Après la conférence de Google lors de la GDC pour présenter son service de jeu vidéo en streaming Stadia, quelques questions restaient en suspens. Le responsable de la plateforme, Phil Harrison, a finalement répondu à certaines interrogations par la suite quant au débit nécessaire ou au matériel compatible.

Ce mardi, Google faisait son entrée dans l’industrie du jeu vidéo. Après plusieurs mois d’attente, la firme a présenté Stadia, son service de jeu vidéo dans le cloud. On a en effet pu découvrir les configurations des serveurs faisant tourner les jeux ou la simplicité de connexion, directement depuis un navigateur Internet, sans avoir à télécharger les logiciels.

Néanmoins, de nombreuses questions restaient encore en suspens quant au modèle économique du service — par abonnement ou en paiement par jeu –, pour les périphériques compatibles, les jeux disponibles ou la date de lancement.

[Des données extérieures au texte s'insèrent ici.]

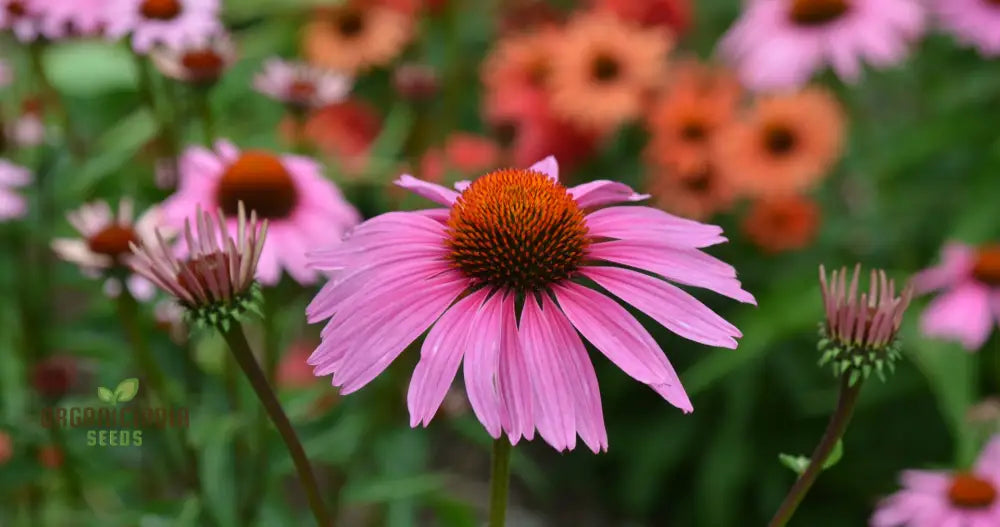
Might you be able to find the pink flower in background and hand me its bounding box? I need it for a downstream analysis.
[933,0,1000,56]
[0,0,39,42]
[913,243,1000,351]
[52,199,165,300]
[105,0,222,53]
[32,0,113,40]
[719,0,925,90]
[253,59,354,110]
[0,159,31,221]
[307,157,754,452]
[163,141,360,285]
[871,436,1000,527]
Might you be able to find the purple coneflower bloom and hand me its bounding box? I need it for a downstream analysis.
[307,157,754,452]
[720,0,925,90]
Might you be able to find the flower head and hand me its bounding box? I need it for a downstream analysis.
[932,0,1000,57]
[32,0,113,40]
[743,196,820,253]
[151,33,236,86]
[307,157,754,452]
[870,436,1000,527]
[52,199,165,299]
[550,13,672,130]
[819,264,913,385]
[0,0,40,42]
[162,141,359,285]
[0,159,32,221]
[105,0,222,53]
[720,0,925,90]
[130,202,268,325]
[302,0,413,74]
[253,58,352,111]
[913,243,1000,351]
[714,88,845,197]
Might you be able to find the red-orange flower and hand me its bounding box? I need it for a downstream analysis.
[715,87,845,197]
[743,196,820,253]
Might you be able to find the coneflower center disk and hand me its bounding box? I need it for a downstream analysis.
[87,224,139,258]
[139,0,182,20]
[336,9,365,38]
[215,150,299,219]
[764,125,795,156]
[972,244,1000,287]
[181,49,225,80]
[446,169,590,291]
[948,473,997,509]
[789,0,851,26]
[591,53,621,82]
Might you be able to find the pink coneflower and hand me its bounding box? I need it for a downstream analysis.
[105,0,222,53]
[0,0,39,42]
[32,0,112,40]
[913,243,1000,351]
[0,159,31,221]
[307,157,754,452]
[253,59,353,111]
[933,0,1000,56]
[52,199,161,300]
[163,141,359,285]
[150,33,236,86]
[871,436,1000,527]
[720,0,925,90]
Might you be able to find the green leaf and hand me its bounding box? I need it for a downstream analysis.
[115,377,139,403]
[97,386,116,404]
[43,41,138,97]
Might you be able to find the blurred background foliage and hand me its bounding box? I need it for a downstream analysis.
[0,0,1000,527]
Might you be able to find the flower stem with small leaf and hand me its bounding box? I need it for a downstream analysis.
[768,374,864,527]
[218,321,333,527]
[488,435,513,527]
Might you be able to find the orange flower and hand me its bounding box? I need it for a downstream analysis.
[302,0,413,73]
[646,160,736,220]
[715,88,845,197]
[743,196,820,253]
[550,13,672,130]
[646,61,740,167]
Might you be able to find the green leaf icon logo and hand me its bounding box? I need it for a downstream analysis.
[114,377,139,403]
[97,386,115,404]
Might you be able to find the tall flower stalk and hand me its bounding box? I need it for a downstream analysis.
[768,264,913,527]
[132,201,332,527]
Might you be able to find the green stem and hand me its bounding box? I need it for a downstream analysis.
[116,286,199,490]
[768,375,864,527]
[488,435,512,527]
[219,322,333,527]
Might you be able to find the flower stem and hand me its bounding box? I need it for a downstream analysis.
[488,435,512,527]
[219,322,333,527]
[768,375,864,527]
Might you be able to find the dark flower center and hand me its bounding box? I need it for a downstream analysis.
[446,169,590,291]
[215,150,299,219]
[181,49,226,81]
[948,473,997,509]
[972,244,1000,287]
[789,0,851,26]
[139,0,183,20]
[591,53,621,82]
[87,224,139,258]
[764,125,796,156]
[336,9,365,38]
[681,120,708,143]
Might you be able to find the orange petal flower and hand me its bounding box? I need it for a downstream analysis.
[743,196,820,253]
[715,88,845,197]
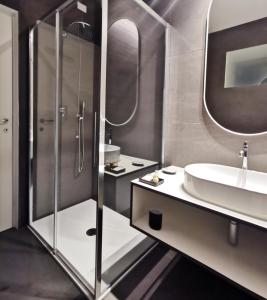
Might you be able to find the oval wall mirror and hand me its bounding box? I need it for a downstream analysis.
[204,0,267,135]
[106,19,139,126]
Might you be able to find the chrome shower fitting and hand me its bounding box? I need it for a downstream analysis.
[239,141,248,170]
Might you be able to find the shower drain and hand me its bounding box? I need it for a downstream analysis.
[86,228,96,236]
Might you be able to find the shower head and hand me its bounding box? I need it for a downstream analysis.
[63,21,95,42]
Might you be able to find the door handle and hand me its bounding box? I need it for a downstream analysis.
[0,118,8,125]
[40,119,54,123]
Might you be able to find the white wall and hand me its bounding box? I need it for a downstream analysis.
[209,0,267,32]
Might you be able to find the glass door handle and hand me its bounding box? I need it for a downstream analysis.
[0,118,8,125]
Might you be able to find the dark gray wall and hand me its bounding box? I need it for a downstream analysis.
[107,0,165,161]
[0,0,101,226]
[0,0,67,226]
[206,18,267,133]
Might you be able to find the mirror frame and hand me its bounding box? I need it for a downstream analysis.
[105,17,141,127]
[203,0,267,136]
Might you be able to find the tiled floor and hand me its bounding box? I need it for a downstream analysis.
[0,229,262,300]
[32,199,146,287]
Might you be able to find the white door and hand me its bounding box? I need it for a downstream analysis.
[0,11,13,231]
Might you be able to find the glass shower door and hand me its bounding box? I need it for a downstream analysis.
[30,14,56,248]
[30,0,102,296]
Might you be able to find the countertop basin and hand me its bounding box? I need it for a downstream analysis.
[183,163,267,220]
[100,144,121,164]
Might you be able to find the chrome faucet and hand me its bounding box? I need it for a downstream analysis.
[239,141,248,170]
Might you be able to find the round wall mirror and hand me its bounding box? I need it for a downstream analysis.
[106,19,139,126]
[204,0,267,135]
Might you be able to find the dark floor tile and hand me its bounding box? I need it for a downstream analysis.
[0,228,85,300]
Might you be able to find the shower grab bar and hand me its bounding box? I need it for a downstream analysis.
[40,118,54,123]
[94,112,97,166]
[76,101,85,174]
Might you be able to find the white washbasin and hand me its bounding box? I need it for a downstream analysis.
[184,163,267,220]
[100,144,121,164]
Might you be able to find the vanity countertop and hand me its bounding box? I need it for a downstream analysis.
[132,166,267,229]
[105,154,158,177]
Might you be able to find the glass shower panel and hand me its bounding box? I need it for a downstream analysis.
[30,15,56,247]
[57,1,101,290]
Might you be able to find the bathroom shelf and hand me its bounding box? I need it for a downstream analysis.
[131,168,267,298]
[132,167,267,231]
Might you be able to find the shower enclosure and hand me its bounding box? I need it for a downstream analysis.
[29,0,171,299]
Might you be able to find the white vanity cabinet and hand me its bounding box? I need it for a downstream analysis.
[131,168,267,298]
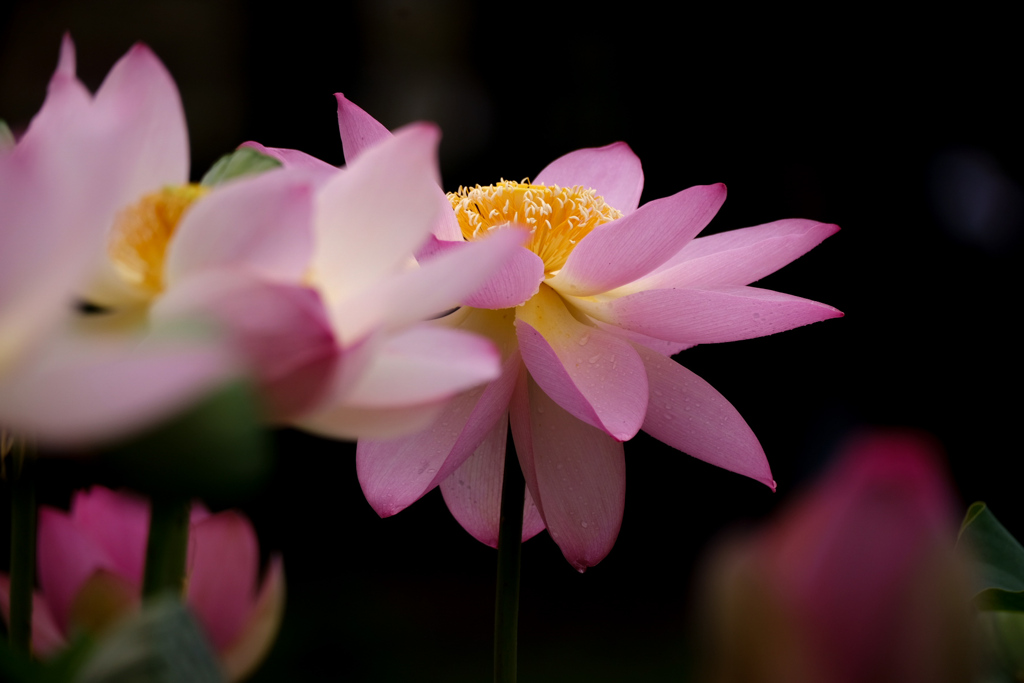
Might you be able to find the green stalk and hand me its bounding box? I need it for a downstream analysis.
[9,439,36,654]
[142,496,191,599]
[495,433,526,683]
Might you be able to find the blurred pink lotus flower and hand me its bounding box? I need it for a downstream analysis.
[699,432,974,683]
[0,37,233,445]
[0,486,285,681]
[0,38,521,444]
[274,95,842,571]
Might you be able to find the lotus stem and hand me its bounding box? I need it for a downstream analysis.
[142,496,191,599]
[495,433,526,683]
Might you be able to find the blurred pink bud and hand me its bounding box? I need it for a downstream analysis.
[702,431,974,683]
[0,486,285,681]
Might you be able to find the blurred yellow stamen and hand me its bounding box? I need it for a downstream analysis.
[447,184,623,275]
[108,183,209,295]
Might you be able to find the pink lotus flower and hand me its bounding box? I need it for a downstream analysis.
[253,95,842,570]
[0,486,285,681]
[700,432,975,683]
[0,39,521,443]
[0,38,233,445]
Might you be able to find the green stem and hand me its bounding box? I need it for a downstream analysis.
[495,432,526,683]
[9,439,36,654]
[142,496,191,598]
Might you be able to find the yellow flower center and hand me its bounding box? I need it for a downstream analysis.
[447,184,623,275]
[108,183,210,295]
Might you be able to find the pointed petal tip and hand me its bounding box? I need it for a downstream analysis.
[56,31,76,78]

Invité par le podcast Splitscreen du site Kotaku, spécialisé dans le jeu vidéo, Phil Harrison, responsable de la division Stadia, a répondu à certaines d’entre elles.

De la 4K à 60 FPS à partir de 30 Mbps

On savait déjà, grâce au site Internet de Stadia, qu’il serait nécessaire d’avoir une « connexion Internet haut débit » pour profiter du service. Néanmoins, ce terme relativement vague ne permettait pas de connaître la bande-passante nécessaire pour profiter du flux vidéo en bonne qualité. Phil Harrison a ainsi affirmé que lors des tests de Stadia, avec Project Stream, il était possible de jouer en 1080p à 60 fps grâce à une connexion de 25 Mbps. « Avec les innovations qu’on a fait au niveau du streaming et pour la compression depuis, lorsque nous nous lancerons vous aurez accès à de la 4K avec une connexion de seulement 30 Mbps », a-t-il détaillé. Quant à la question de savoir si les jeux seront accessibles en l’absence de réseau Internet, le responsable de Stadia a répondu par la négative : « Tous nos jeux sont conçus pour jouer en réseau. C’est ce qu’on a indiqué, les serveurs sont votre plateforme ».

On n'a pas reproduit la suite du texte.